The application has sought modification of the June 30 decision to the extent that the government be directed to “extend the time for public comments on the draft EIA notification 2020 by a period of 60 days from the date of uploading the translated versions of the draft notification in all the languages mentioned in Schedule VIII in the websites of the respective SPCBs”.

The application, filed through advocates Srishti Agnihotri and Abishek Jebaraj has also claimed that the ministry has also failed to upload the draft EIA in the English and Hindi language on the websites of the state environment departments and pollution control boards.

“Thus, the respondent (ministry) has not taken even the bare minimum steps to give wide publicity to the contents of the draft notification,” it has said.

It has also said that according to the response received under the Right to Information Act the draft has only been translated in three languages as on July 30, 2020, namely Marathi, Oriya and Nepali.

“Independently, the petitioner (Tongad) has learnt that translations have just recently been completed in Telugu, Bengali and Konkani as well,” the applications claims and added that the same have not been uploaded for public consumption.

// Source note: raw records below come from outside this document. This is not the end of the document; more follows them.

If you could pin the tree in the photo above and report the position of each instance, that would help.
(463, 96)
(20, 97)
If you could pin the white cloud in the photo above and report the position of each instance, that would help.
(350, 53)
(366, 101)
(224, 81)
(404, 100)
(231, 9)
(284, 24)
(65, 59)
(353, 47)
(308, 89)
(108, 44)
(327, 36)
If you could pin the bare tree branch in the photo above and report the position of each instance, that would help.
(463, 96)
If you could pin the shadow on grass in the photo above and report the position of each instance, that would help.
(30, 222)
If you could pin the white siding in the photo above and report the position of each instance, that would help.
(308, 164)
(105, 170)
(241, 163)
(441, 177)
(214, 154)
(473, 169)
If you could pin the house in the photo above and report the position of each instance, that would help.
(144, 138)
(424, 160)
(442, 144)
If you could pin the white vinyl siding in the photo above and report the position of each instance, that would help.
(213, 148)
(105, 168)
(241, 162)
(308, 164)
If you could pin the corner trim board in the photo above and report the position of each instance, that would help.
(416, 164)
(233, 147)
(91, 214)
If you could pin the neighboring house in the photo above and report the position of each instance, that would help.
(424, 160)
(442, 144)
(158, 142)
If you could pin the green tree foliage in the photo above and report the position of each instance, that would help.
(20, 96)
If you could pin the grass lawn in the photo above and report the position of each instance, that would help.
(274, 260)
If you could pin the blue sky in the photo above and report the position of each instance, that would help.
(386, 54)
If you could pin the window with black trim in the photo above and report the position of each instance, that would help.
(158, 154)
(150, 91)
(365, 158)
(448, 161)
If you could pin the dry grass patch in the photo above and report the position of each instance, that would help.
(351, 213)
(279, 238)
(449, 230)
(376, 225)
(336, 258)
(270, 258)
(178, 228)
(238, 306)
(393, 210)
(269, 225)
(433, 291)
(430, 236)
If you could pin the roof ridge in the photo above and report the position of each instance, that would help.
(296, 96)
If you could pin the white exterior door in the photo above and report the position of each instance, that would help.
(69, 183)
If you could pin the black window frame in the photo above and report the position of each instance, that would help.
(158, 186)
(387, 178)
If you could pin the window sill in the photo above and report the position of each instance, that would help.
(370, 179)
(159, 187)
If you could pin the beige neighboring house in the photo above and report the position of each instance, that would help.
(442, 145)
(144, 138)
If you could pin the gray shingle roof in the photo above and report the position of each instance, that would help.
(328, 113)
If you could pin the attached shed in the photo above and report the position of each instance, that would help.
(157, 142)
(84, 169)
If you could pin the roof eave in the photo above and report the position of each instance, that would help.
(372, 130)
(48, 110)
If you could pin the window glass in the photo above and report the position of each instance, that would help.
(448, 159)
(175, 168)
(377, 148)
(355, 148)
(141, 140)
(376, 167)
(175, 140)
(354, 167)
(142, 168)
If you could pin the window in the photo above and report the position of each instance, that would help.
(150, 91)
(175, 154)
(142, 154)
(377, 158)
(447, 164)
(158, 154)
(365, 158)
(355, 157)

It has further said, “The act of translation, after the expiry of the deadline for comments, becomes a mere formality, defeating the purpose of the judgment of June 30.”

The draft EIA 2020, according to the plea, provides for post facto approval of projects and does away with public consultation in some cases.

The high court on June 30 had said that looking at the far reaching consequences of the public consultation process for which the draft notification has been published, “we are of the view that it would be in aid of effective dissemination of the proposed notification if arrangements are made for its translation into other languages as well, at least those mentioned in the Eighth Schedule to the Constitution”.

“Such translations should also be published through the website of the Ministry of Environment, Forest and Climate Change, Government of India as well as on websites of environment ministries of all states as well as those of state pollution control boards, within 10 days from today,”the court had said.

The judgement had come on Tongad’s petition seeking extension of the time to respond to the draft EIA 2020 till September or till the COVID-19 pandemic subsists.

The petition had claimed that the draft EIA 2020 completely supersedes and replaces the existing environmental norms.

“This draft notification proposes significant changes to the existing regime, including removing public consultation entirely in certain instances, reducing the time for public consultation from 45 days to 40 days, and allowing post facto approvals for projects,” it had said.